In this slightly odd sonnet, he compares his beloved to everything under the sun. This was a typical gesture. He makes her seem almost unlovable, but then one sees that to him, her voice is music and everything about her is wonderful. She tops any goddess in her mortal beauty and approachability. Sonnet 130 is an octet about the fact that true love is more than skin deep.
“My mistress eyes are nothing like the sun;” From the very beginning of the poem, one sees the traditional comparison of a woman to the sun or anything under it. Shakespeare has also used this in his sonnets about youth. Coral is thought to be one of the most precious stones to come from the depths of the Red Sea. But in all actuality, red was the only rouge available. The use of coral is monotony. “If snow be white, why then her breasts are dun;” It was considered fashionable in the days for women to have breasts as white as snow or ivory. His mistress breasts were not of a pearl?ish coloring, but of a dingy brown. It is quite possibly an attempt to witness the true beauty of a woman; who she is and not the amount of powder on her breast. Hair was often referred to as wires and it was expected to be blonde and cherubic. It is something of an astonishment that she would have black hair.

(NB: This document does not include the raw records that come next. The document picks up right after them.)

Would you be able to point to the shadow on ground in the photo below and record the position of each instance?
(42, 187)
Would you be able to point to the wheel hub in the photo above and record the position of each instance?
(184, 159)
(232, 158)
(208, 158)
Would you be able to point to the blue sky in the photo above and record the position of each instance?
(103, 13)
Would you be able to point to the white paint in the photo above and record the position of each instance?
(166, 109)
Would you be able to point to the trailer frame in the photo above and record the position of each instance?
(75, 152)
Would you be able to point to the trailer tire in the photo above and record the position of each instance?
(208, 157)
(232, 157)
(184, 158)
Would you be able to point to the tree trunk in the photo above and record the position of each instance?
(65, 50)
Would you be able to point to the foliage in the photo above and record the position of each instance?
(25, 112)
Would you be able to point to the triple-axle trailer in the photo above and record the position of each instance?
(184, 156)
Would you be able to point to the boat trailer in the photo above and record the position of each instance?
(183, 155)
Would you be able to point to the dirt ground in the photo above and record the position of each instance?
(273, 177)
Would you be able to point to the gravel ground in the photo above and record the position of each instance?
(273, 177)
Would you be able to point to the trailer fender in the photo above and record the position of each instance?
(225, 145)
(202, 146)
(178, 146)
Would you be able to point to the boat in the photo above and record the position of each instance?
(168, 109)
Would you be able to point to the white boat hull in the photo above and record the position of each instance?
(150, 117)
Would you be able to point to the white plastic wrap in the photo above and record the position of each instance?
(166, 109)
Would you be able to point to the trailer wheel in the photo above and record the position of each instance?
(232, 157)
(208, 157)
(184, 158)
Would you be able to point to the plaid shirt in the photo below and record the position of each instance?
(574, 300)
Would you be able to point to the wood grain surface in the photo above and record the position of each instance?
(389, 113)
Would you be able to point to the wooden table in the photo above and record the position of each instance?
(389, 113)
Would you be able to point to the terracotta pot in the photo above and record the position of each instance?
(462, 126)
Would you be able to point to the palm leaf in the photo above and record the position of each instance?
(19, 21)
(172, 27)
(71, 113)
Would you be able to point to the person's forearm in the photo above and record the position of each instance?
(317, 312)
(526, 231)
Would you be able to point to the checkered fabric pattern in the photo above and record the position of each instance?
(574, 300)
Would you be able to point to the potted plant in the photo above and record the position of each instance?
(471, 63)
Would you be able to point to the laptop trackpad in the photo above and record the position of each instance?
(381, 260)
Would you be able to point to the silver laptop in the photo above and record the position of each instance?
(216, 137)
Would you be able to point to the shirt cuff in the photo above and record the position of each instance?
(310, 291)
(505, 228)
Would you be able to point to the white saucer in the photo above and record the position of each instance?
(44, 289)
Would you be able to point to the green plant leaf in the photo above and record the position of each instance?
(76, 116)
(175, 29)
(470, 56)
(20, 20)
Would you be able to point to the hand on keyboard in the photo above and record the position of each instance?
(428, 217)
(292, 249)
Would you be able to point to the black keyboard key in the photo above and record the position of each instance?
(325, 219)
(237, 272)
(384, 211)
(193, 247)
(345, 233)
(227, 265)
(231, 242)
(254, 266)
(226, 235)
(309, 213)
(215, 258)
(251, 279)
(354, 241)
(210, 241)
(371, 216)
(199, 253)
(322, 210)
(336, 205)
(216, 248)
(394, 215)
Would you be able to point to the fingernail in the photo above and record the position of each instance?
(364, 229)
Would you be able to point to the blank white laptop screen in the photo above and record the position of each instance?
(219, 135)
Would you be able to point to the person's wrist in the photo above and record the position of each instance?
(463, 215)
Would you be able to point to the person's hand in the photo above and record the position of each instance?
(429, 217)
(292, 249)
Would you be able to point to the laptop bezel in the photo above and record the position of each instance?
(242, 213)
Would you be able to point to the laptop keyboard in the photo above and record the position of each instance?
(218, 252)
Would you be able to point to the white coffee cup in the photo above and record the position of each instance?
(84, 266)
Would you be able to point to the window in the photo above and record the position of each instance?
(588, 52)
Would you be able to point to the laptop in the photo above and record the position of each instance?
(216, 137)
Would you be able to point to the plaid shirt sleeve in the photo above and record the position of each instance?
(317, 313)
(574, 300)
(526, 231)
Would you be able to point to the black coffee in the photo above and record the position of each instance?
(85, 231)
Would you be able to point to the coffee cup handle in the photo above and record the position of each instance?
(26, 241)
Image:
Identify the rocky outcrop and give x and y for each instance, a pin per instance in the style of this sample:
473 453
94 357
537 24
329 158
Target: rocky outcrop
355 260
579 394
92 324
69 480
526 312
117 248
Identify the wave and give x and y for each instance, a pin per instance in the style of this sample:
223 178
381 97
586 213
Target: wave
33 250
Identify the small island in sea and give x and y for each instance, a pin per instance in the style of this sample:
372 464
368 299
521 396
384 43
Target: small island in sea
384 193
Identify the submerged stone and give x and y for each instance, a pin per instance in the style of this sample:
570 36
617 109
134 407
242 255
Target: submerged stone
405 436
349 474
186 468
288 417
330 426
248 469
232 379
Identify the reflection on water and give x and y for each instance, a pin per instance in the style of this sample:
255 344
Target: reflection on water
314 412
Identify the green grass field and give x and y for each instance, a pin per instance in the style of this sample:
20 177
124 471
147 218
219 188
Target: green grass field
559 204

“But no such roses see I in her cheeks;” Though the red, white, and demasked flowers are beautiful, they are nothing compared to the life in roses he sees in her face. “Than in the breath form my mistress reeks.” In most sonnets, a man was to love everything about the woman he chose to be with. He was to think of her as more of a goddess than a woman who possesses human qualities. All of her qualities were supposed to be the most divine. He expresses that her breath is not the most heavenly. In line eight, he says, “than in the breath that from my mistress reeks.” This statement is right on track with her “dun breasts” and “black wiry hair.” Simply put, her breath is foul! ” I love to hear her speak, yet well I know that music hath a far more pleasing sound.” By saying that music would be more pleasant than listening to his dearest, but because he derives such pleasure from hearing her speak, it invokes in others the true love and adoration he feels for her. In the ancient world, encounters with Gods and Goddesses were often reported as well as believed. “My mistress, when she walks treads on the ground.” Though the rules of courtly love insinuate that man is supposed to view his love as a goddess, he says that he has not seen a goddess walk. He states that though his lovely is beautiful to him, she is not a goddess. She does not need to be a Goddess to possess the beauty that she does.
“And Yet by Heaven, I think my love as rare, as any she belied with false compare.” Despite the fact that his grace is not beautiful, and nowhere near a goddess, he loves her and knows that his love is true. He cares for her as though she were Cleopatra herself. She is as any woman who has been falsely portrayed. Most sonnets tend to be somewhat superficial in that if they are to deal with love, it is of how gorgeous a woman is, and how one cannot have her or misses her. Sonnet 130 shows the other side of love, the true side that is free from lust and passion.